Obama Administration Facing Critical Decision on Cuba Travel Policy

/PRNewswire/ -- "Time Magazine poses the right question, 'Will the White House Fight to End the Cuba Travel Ban?'" said John McAuliff, founder and executive director of a twenty-five-year-old non-governmental organization, the Fund for Reconciliation and Development.

"The Obama Administration must choose quickly how much to enable travel to Cuba for non-tourist people-to-people purposes. It has obligated itself to respond to Cuba's ongoing release of 'Black Spring' prisoners.
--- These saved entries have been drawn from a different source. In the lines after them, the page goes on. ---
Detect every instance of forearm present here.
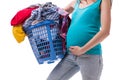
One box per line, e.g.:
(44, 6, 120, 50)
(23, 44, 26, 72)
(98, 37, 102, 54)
(81, 0, 111, 53)
(81, 30, 110, 53)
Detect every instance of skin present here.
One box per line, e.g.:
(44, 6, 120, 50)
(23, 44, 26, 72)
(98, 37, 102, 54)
(64, 0, 112, 56)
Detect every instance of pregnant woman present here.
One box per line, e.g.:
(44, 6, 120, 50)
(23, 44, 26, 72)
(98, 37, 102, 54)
(47, 0, 112, 80)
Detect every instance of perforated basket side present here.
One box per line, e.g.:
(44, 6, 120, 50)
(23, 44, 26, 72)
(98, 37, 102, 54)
(24, 20, 65, 64)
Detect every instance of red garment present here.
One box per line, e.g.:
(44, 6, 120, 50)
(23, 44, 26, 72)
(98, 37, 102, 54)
(58, 8, 71, 51)
(60, 16, 71, 51)
(60, 16, 71, 39)
(11, 6, 38, 26)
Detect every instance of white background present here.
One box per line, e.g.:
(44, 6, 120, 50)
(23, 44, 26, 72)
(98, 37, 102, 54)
(0, 0, 120, 80)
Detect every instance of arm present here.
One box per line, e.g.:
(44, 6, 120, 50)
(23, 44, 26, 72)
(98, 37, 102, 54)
(69, 0, 112, 56)
(63, 0, 76, 14)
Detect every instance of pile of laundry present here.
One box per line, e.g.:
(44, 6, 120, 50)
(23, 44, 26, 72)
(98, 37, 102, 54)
(11, 2, 71, 43)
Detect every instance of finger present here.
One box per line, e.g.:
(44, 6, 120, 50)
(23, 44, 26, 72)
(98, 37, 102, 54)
(69, 48, 75, 52)
(69, 48, 75, 53)
(69, 48, 73, 51)
(69, 46, 75, 49)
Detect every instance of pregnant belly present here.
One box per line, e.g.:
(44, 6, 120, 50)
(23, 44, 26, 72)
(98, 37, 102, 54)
(66, 30, 96, 48)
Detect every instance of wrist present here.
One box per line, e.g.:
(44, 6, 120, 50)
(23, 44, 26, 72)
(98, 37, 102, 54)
(81, 47, 87, 54)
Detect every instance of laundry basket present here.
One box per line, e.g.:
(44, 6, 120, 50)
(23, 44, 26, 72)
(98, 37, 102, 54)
(24, 20, 66, 64)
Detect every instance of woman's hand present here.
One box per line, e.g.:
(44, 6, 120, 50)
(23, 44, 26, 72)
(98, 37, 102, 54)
(69, 46, 85, 56)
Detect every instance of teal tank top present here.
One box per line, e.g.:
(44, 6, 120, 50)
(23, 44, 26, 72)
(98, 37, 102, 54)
(66, 0, 102, 55)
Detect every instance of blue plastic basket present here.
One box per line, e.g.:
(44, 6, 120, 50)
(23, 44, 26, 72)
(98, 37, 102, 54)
(24, 20, 66, 64)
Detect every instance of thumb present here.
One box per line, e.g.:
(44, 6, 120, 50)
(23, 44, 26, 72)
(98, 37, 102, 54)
(69, 46, 75, 49)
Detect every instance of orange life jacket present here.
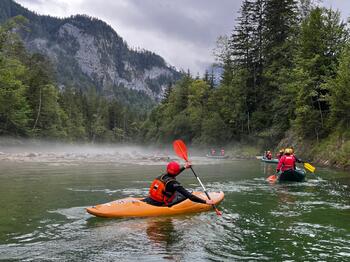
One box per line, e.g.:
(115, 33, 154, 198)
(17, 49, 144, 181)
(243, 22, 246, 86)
(149, 174, 176, 205)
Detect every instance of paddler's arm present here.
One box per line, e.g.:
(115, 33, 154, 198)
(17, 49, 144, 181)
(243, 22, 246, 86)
(178, 166, 186, 174)
(170, 182, 207, 204)
(294, 155, 303, 163)
(276, 157, 283, 173)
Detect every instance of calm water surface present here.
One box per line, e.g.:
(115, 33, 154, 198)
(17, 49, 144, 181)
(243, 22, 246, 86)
(0, 157, 349, 261)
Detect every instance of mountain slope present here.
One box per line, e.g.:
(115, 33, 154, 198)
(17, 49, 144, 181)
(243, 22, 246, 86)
(0, 0, 182, 103)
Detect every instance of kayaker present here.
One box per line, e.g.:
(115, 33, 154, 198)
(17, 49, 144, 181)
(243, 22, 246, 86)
(276, 148, 295, 172)
(276, 148, 302, 172)
(265, 150, 272, 160)
(276, 148, 284, 159)
(143, 161, 215, 207)
(220, 148, 225, 156)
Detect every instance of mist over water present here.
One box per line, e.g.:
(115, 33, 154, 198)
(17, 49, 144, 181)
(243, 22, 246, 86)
(0, 139, 233, 167)
(0, 139, 175, 165)
(0, 141, 349, 261)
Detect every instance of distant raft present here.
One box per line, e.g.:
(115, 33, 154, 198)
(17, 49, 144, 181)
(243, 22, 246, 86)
(86, 191, 225, 218)
(260, 156, 279, 163)
(206, 154, 229, 159)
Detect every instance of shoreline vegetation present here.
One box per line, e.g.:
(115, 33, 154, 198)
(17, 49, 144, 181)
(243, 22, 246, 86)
(0, 2, 349, 172)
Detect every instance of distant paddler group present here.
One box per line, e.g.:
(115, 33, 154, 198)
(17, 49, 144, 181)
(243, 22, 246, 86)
(260, 150, 279, 163)
(206, 148, 229, 159)
(261, 147, 316, 183)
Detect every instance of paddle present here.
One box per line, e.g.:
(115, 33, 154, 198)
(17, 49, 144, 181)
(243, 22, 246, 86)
(304, 162, 316, 173)
(267, 174, 278, 183)
(267, 170, 282, 183)
(173, 139, 222, 216)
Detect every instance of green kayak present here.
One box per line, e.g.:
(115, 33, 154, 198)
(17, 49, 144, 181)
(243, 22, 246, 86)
(278, 168, 306, 182)
(261, 157, 279, 164)
(206, 154, 229, 159)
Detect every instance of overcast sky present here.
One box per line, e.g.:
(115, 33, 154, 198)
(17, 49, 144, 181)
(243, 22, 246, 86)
(15, 0, 350, 75)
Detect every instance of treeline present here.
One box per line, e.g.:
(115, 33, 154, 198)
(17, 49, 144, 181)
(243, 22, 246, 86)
(142, 0, 350, 148)
(0, 17, 145, 142)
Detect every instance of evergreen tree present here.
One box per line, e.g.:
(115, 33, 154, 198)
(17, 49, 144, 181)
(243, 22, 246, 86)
(0, 16, 30, 135)
(0, 57, 30, 135)
(294, 7, 347, 139)
(326, 43, 350, 129)
(59, 86, 86, 141)
(25, 53, 61, 136)
(262, 0, 299, 133)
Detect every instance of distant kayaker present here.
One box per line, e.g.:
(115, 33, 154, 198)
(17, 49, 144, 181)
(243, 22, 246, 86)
(276, 148, 302, 172)
(220, 148, 225, 156)
(277, 148, 294, 172)
(265, 150, 272, 160)
(143, 161, 215, 207)
(276, 148, 284, 159)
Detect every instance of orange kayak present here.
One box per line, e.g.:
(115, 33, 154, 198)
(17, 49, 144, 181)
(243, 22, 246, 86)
(86, 191, 224, 218)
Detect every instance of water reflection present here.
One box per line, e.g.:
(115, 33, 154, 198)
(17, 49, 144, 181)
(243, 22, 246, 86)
(275, 186, 297, 204)
(146, 218, 179, 248)
(261, 163, 276, 178)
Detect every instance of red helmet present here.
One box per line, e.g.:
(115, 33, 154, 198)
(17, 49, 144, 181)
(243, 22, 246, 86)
(167, 161, 181, 175)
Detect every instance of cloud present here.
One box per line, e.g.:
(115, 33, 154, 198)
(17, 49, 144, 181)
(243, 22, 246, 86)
(17, 0, 70, 15)
(321, 0, 350, 21)
(76, 0, 240, 74)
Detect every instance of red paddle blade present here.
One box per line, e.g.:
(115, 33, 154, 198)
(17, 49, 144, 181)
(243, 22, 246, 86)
(173, 140, 189, 161)
(267, 175, 277, 183)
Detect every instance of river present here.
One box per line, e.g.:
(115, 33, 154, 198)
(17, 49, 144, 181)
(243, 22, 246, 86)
(0, 147, 349, 261)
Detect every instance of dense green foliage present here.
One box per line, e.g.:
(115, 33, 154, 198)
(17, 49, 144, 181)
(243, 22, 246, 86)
(142, 0, 350, 152)
(0, 17, 146, 142)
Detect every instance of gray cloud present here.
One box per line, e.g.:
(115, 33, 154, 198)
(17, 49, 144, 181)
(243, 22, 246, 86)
(82, 0, 237, 46)
(79, 0, 240, 73)
(322, 0, 350, 21)
(18, 0, 69, 12)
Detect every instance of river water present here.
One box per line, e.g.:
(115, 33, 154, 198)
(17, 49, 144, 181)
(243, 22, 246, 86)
(0, 149, 349, 261)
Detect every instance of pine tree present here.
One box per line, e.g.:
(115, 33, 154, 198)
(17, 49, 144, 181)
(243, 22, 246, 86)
(226, 0, 266, 135)
(294, 7, 347, 139)
(0, 16, 30, 135)
(59, 86, 86, 141)
(327, 43, 350, 129)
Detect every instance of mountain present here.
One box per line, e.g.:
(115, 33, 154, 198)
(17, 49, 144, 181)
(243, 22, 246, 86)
(0, 0, 182, 104)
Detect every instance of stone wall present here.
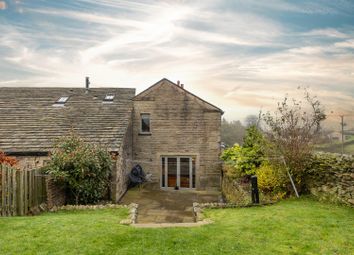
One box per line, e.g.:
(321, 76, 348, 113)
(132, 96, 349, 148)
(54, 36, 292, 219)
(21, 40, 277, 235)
(132, 80, 222, 190)
(14, 155, 49, 170)
(305, 153, 354, 206)
(46, 177, 66, 209)
(112, 120, 133, 202)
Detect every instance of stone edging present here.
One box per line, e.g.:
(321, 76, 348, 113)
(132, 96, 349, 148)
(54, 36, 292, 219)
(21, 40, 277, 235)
(120, 203, 138, 225)
(50, 203, 127, 212)
(193, 201, 276, 222)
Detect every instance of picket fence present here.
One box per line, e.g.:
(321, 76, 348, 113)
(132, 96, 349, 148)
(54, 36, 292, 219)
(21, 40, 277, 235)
(0, 164, 47, 216)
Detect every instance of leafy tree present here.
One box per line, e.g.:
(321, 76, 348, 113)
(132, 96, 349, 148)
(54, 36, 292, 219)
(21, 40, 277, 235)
(43, 133, 112, 205)
(262, 88, 326, 191)
(221, 118, 246, 147)
(221, 125, 266, 177)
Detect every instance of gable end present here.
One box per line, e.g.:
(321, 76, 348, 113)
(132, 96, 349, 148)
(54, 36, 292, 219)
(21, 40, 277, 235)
(134, 78, 223, 114)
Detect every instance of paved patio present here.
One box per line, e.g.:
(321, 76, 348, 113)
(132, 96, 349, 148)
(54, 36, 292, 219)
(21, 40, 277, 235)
(120, 184, 221, 223)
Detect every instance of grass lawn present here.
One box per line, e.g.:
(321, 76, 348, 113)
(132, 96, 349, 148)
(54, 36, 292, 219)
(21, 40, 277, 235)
(0, 197, 353, 255)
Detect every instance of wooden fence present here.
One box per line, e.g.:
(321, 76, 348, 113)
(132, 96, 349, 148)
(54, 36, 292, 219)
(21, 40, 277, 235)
(0, 164, 47, 216)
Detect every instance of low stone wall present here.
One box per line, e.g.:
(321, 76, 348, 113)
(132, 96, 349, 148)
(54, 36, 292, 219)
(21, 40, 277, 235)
(46, 177, 66, 209)
(305, 153, 354, 206)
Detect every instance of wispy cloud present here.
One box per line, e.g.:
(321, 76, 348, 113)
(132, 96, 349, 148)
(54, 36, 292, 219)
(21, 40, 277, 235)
(0, 1, 6, 10)
(0, 0, 353, 122)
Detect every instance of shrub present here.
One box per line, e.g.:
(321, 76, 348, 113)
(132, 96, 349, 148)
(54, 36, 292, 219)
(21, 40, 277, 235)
(43, 133, 112, 205)
(221, 125, 266, 177)
(0, 151, 18, 167)
(256, 164, 286, 192)
(262, 88, 326, 192)
(0, 151, 18, 183)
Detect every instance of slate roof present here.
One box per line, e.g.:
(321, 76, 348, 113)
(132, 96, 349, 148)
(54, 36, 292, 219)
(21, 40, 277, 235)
(0, 87, 135, 154)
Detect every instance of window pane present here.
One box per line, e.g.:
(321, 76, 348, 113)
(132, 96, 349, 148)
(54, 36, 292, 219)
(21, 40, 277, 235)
(141, 114, 150, 132)
(161, 157, 165, 187)
(57, 96, 69, 103)
(192, 157, 196, 188)
(180, 158, 190, 188)
(167, 157, 177, 187)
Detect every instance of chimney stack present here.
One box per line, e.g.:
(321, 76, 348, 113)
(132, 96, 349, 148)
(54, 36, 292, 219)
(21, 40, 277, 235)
(85, 77, 90, 92)
(177, 80, 180, 86)
(181, 84, 184, 89)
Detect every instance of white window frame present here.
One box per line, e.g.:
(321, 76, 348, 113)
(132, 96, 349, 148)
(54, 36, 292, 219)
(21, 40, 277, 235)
(56, 96, 69, 104)
(104, 94, 115, 101)
(160, 156, 195, 189)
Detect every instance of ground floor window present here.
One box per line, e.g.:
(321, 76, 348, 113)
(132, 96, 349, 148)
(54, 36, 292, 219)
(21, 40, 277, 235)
(161, 156, 196, 189)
Half of those who were still imprisoned since 2004 have already been freed," McAuliff observed.

McAuliff added, "the White House could take a minimalist approach and simply reinstate President Clinton's policy, which required time consuming and costly case-by-case applications to the bureaucratic and politicized judgment of the Office of Foreign Assets Control in the Treasury Department. Or it could implement its pro-dialogue values and grant general licenses to the remaining eleven categories of non-tourist travel, just as it did for the category of Cuban American family visits more than a year ago."

"Under general licenses, travel could be freely organized by schools, cultural institutions, Chambers of Commerce, religious bodies, World Affairs Councils, humanitarian organizations, advocacy groups and other not-for-profit organizations. Tens of thousands of seriously interested Americans can meet their Cuban counterparts and create mutual understanding and trust, needed in both countries," McAuliff argued.

McAuliff urged the Administration to resist pressure from the exile mind-set of five Cuban Americans in the House and Senate. "Polls demonstrate that they no longer represent their own community, much less the two-thirds of Americans who support freedom of travel to Cuba. On Saturday they wrote to the President distorting the clear intent of the law, which gives him complete authority to allow non-tourist travel."

"They opposed even family travel and will denounce any and all reforms, so there is no reason for the White House to be constrained by their misleading statement that they, 'are deeply troubled that such changes would result in economic benefits to the Cuban regime.' At peak in 2003 only 80,000 people-to-people visitors went to Cuba, a drop in the bucket compared to the 2.4 million foreigners in Cuba last year, including 300,000 Cuban Americans."

McAuliff said, "What really troubles the old guard is that personal contact between diverse Cubans and Americans will puncture their isolationist balloon and contribute to reform in both countries, including the end of all U.S. and Cuban travel and trade restrictions."